Sec. 3. [181.962] [REMOVAL OR REVISION OF INFORMATION.]
Subdivision 1. [AGREEMENT; FAILURE TO AGREE; COPY;
POSITION STATEMENT.] (a) If an employee disputes specific
information contained in the employee's personnel record:
(1) upon the written request of the employee, the employer
shall provide a copy of the disputed information, and may charge
a fee for the copy not to exceed the actual cost of making and
compiling the copy;
(2) the employer and the employee may agree to remove or
revise the disputed information; and
(3) if an agreement is not reached, the employee may submit
a written statement specifically identifying the disputed
information and explaining the employee's position.
(b) The employee's position statement may not exceed five
written pages. The position statement must be included along
with the disputed information for as long as that information is
maintained in the employee's personnel record.
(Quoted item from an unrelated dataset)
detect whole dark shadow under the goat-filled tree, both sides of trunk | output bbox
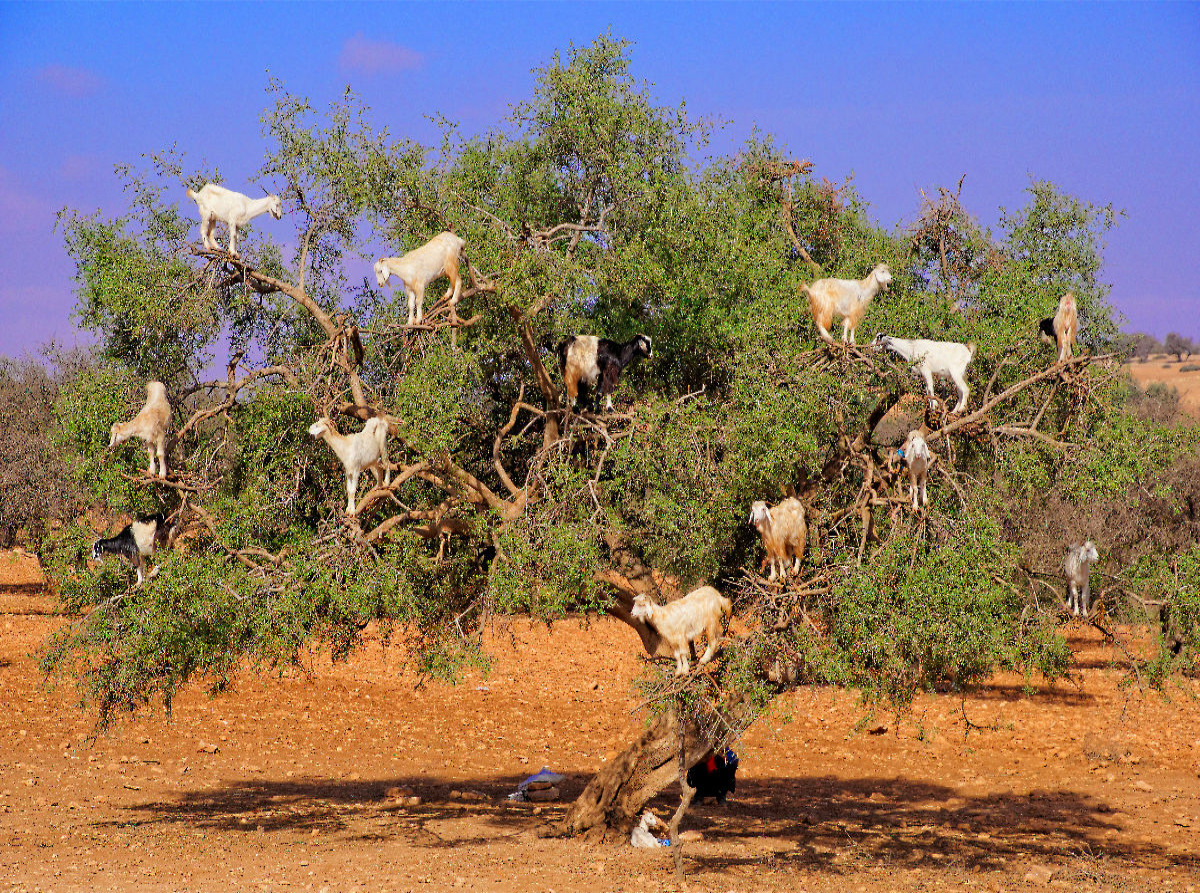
[114,775,1200,874]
A copy of the
position statement must also be provided to any other person who
receives a copy of the disputed information from the employer
after the position statement is submitted.
Subd. 2. [DEFAMATION ACTIONS PROHIBITED.] (a) No
communication by an employee of information obtained through a
review of the employee's personnel record may be made the
subject of any action by the employee for libel, slander, or
defamation, unless the employee requests that the employer
comply with subdivision 1 and the employer fails to do so.
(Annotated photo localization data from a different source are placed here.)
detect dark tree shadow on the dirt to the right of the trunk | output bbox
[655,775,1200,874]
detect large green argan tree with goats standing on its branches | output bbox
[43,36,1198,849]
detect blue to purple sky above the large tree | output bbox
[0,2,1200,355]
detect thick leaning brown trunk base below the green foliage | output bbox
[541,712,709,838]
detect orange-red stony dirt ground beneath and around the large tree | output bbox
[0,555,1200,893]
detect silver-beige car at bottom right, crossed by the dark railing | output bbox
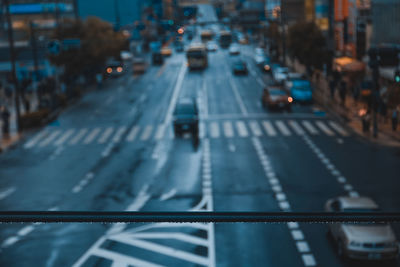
[325,196,399,261]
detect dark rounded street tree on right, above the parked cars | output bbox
[287,22,332,75]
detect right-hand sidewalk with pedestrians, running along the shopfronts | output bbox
[312,70,400,146]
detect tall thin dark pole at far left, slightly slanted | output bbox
[4,0,21,132]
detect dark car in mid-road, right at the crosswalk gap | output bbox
[173,98,199,138]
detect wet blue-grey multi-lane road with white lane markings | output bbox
[0,6,400,267]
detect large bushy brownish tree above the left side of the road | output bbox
[50,17,127,83]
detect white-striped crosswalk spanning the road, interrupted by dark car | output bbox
[24,119,350,149]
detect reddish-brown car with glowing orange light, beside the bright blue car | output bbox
[261,86,293,111]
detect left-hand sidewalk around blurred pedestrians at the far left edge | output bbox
[0,93,38,153]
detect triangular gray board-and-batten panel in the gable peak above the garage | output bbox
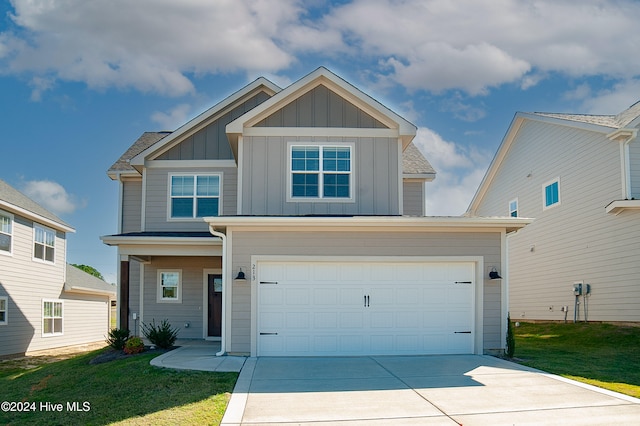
[256,85,387,128]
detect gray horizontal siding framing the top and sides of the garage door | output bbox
[227,230,504,353]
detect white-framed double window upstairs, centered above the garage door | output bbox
[290,145,352,199]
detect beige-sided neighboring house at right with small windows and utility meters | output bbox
[468,103,640,322]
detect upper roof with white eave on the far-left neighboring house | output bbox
[0,179,75,232]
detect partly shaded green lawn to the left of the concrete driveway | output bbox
[0,351,238,425]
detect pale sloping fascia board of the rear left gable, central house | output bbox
[130,77,282,167]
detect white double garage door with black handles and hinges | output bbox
[257,262,475,356]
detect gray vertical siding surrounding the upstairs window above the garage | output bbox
[241,136,400,215]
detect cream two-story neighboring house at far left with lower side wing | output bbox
[0,180,116,356]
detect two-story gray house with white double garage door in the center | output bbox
[102,68,529,356]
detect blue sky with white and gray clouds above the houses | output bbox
[0,0,640,282]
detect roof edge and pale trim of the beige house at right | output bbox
[466,101,640,215]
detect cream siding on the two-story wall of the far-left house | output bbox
[0,214,68,355]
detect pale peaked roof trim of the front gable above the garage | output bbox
[227,67,417,153]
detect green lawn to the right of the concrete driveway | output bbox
[514,322,640,398]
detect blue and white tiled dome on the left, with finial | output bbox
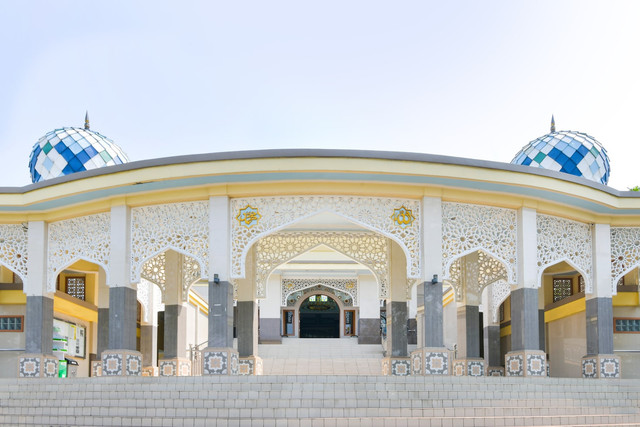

(b) No communication by an employer of information
contained in an employee's personnel record after the employee
has exercised the employee's right to review pursuant to section
2 may be made the subject of any common law civil action for
libel, slander, or defamation unless:
(1) the employee has disputed specific information
contained in the personnel record pursuant to subdivision 1;
(2) the employer has refused to agree to remove or revise
the disputed information;
(3) the employee has submitted a written position statement
as provided under subdivision 1; and
(4) the employer either (i) has refused or negligently
failed to include the employee's position statement along with
the disputed information or thereafter provide a copy of the
statement to other persons as required under subdivision 1, or
(ii) thereafter communicated the disputed information with
knowledge of its falsity or in reckless disregard of its falsity.
(c) A common law civil action for libel, slander, or
defamation based upon a communication of disputed information
contained in an employee's personnel record is not prohibited if
the communication is made after the employer and the employee
reach an agreement to remove or revise disputed information and
the communication is not consistent with the agreement.
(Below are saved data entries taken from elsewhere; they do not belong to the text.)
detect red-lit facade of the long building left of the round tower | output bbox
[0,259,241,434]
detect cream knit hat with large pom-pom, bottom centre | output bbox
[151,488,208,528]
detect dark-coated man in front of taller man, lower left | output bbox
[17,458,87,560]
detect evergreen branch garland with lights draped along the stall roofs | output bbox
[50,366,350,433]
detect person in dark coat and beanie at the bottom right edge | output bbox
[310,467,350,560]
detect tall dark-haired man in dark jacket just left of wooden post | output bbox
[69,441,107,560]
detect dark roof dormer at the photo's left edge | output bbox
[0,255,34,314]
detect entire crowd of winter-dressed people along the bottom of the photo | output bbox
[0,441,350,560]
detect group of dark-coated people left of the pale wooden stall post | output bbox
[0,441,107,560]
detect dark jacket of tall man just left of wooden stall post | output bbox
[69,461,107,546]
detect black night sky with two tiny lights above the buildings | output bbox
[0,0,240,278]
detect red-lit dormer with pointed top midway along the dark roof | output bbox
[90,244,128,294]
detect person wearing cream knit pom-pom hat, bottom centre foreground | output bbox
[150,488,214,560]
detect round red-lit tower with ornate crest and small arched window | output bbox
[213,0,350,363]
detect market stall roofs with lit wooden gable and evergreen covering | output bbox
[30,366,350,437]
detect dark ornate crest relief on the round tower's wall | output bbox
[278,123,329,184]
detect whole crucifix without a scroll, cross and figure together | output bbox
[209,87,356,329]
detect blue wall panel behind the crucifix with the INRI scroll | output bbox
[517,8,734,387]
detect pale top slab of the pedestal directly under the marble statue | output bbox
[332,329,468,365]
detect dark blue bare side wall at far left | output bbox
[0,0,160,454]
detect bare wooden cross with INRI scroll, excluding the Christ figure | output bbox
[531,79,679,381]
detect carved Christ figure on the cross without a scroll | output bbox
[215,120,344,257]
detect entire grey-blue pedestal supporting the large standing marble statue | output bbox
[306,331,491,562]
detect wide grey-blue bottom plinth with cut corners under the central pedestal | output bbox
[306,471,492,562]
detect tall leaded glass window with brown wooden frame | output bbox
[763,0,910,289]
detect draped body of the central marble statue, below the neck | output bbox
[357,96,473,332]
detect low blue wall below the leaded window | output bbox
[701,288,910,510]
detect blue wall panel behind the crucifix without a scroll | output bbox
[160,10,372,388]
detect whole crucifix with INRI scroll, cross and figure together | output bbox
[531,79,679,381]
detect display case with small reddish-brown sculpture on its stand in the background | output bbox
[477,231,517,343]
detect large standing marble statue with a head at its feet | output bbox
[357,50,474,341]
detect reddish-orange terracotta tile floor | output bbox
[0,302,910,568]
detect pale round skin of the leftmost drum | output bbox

Sec. 4. [181.963] [USE OF OMITTED PERSONNEL RECORD.]
Information properly belonging in an employee's personnel
record that was omitted from the personnel record provided by an
employer to an employee for review pursuant to section 2 may not
be used by the employer in an administrative, judicial, or
quasi-judicial proceeding, unless the employer did not
intentionally omit the information and the employee is given a
reasonable opportunity to review the omitted information prior
to its use.
Sec. 5. [181.964] [RETALIATION PROHIBITED.]
An employer may not retaliate against an employee for
asserting rights or remedies provided in sections 1 to 6.
Sec. 6. [181.965] [REMEDIES.]
Subdivision 1. [GENERAL.] In addition to other remedies
provided by law, if an employer violates a provision of sections
1 to 5, the employee may bring a civil action to compel
compliance and for the following relief:
(1) for a violation of sections 1 to 4, actual damages
only, plus costs; and
(2) for a violation of section 5, actual damages, back pay,
and reinstatement or other make-whole, equitable relief, plus
reasonable attorney fees.
Subd. 2. [LIMITATIONS PERIOD.] Any civil action maintained
by the employee under this section must be commenced within one
year of the actual or constructive discovery of the alleged
violation.
Sec. 7. [181.966] [ADDITIONAL RIGHT OF ACCESS TO RECORDS.]
Sections 1 to 6 do not prevent an employer from providing
additional rights to employees and do not diminish a right of
access to records under chapter 13.
Presented to the governor May 30, 1989
Signed by the governor June 1, 1989, 11:16 p.m.